Как просто знать, что есть не смесь,
а слиток пращуров — Медея.
К тому же — здесь. В ней пышет зной,
ко мне нагрянувший метелью.
Какой ее окликнул зов?
Что привело ко мне Медею?
Все просто. Тех приморских дней
она — чувствительный свидетель.
Платок я подарила ей.
Сей талисман завещан детям.
О том на память, что моря
влюбляются в купальщиц вялость,
«Грузинских женщин имена»
стихотворение сбывалось.
Я знаю странный свой удел:
как глобус стал земли моделью,
мой образ — помысел людей
о большем — обольстил Медею
и многих, коим прихожусь
открыткой, слухами, портретом,
иль просто в пустоте кажусь
воображаемым предметом.
Весь мой четырехстопный ямб —
лишь умноженья упражненье:
он простодушно множит явь
на полночи сквозняк и жженье.
Он усложняется к утру.
Читатель не предполагаем
и не мерещится уму,
ум потому и не лукавит.
Но как мне быть?
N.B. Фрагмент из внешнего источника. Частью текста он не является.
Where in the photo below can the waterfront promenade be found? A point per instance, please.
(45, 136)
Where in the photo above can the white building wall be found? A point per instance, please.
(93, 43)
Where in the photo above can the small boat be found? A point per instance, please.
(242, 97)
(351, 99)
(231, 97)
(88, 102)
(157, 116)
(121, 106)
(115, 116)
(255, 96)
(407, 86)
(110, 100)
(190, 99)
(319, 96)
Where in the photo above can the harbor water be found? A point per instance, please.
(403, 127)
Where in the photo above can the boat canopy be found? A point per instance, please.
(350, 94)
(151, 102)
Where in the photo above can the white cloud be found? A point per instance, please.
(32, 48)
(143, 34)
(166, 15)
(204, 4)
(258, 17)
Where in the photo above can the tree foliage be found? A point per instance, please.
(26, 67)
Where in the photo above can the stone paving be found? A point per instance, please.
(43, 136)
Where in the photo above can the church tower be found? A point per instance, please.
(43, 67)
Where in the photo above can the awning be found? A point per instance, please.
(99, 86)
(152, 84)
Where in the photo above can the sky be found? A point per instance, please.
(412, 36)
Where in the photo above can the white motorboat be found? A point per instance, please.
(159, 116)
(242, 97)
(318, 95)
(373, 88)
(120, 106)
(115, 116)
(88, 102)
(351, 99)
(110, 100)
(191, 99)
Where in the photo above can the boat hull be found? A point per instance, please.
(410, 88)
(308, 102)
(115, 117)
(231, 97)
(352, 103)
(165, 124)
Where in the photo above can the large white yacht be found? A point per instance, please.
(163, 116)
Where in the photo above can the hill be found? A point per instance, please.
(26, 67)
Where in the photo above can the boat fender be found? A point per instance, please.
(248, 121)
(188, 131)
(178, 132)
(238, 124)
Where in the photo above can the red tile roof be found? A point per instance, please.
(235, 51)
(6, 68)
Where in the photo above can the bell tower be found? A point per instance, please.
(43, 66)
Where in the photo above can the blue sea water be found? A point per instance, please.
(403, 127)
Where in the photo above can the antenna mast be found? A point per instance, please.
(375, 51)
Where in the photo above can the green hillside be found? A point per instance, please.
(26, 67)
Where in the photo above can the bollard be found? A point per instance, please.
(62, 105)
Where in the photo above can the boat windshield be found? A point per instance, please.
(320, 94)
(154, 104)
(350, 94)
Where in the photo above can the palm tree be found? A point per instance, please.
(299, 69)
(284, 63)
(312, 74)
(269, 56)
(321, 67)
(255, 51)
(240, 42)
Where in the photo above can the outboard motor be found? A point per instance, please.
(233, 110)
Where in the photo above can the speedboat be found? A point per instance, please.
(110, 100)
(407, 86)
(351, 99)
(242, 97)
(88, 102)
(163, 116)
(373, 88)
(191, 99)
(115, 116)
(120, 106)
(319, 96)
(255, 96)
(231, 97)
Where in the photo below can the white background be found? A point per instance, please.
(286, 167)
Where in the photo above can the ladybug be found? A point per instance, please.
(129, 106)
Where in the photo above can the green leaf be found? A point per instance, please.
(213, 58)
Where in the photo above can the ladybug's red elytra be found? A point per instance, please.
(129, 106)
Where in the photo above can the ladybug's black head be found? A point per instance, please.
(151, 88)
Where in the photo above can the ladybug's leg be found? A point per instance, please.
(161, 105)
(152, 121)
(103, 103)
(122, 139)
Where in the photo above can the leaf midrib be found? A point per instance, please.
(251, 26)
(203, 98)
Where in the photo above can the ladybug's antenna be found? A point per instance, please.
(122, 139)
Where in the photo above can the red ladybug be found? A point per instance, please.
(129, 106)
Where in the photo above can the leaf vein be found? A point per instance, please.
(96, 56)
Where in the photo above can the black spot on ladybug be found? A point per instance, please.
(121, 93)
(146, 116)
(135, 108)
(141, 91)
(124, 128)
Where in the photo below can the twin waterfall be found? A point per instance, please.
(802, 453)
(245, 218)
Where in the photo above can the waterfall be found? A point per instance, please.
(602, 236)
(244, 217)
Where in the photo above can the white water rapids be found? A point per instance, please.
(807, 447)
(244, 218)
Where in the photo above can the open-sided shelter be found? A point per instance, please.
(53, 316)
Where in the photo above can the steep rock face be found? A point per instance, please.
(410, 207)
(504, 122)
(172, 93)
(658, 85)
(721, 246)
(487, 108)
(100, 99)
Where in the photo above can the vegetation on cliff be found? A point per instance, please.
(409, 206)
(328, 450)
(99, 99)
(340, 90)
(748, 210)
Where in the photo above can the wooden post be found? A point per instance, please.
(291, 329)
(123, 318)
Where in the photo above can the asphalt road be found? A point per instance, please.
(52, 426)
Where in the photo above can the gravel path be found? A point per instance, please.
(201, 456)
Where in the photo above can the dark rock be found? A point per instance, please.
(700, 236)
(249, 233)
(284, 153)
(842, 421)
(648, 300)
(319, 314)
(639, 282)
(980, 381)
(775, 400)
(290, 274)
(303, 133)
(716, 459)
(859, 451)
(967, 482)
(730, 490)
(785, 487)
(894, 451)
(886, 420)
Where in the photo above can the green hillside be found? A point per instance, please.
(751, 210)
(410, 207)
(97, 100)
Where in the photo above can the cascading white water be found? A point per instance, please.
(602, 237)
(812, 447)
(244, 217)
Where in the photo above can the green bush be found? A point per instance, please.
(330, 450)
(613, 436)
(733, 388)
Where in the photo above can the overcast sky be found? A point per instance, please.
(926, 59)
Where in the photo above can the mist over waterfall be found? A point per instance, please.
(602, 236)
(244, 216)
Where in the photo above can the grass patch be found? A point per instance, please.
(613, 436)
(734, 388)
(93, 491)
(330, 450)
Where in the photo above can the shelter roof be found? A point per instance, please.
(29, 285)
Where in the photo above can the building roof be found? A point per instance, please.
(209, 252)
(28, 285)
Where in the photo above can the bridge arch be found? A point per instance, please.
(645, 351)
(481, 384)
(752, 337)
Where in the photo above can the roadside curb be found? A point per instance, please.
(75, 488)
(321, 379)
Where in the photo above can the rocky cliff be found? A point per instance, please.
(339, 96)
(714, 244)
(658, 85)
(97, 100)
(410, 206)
Все горячей,
обняв меня, Медея плачет,
смущая опытность врачей
раздумьем: что все это значит?
Смогу ли разгадать сама
надзором глаз сухих и строгих,
что значат клинопись письма
и тайнописи иероглиф?
Быть может, некий звездочет
соединил меня с ошибкой
созвездий? Чем грустней зрачок,
тем поведенье уст смешливей.
Пред тем, как точку сотворю,
прерваться должно — так ли, сяк ли.
Сгодится точка сентябрю:
страница и сентябрь иссякли.
Авелум[259]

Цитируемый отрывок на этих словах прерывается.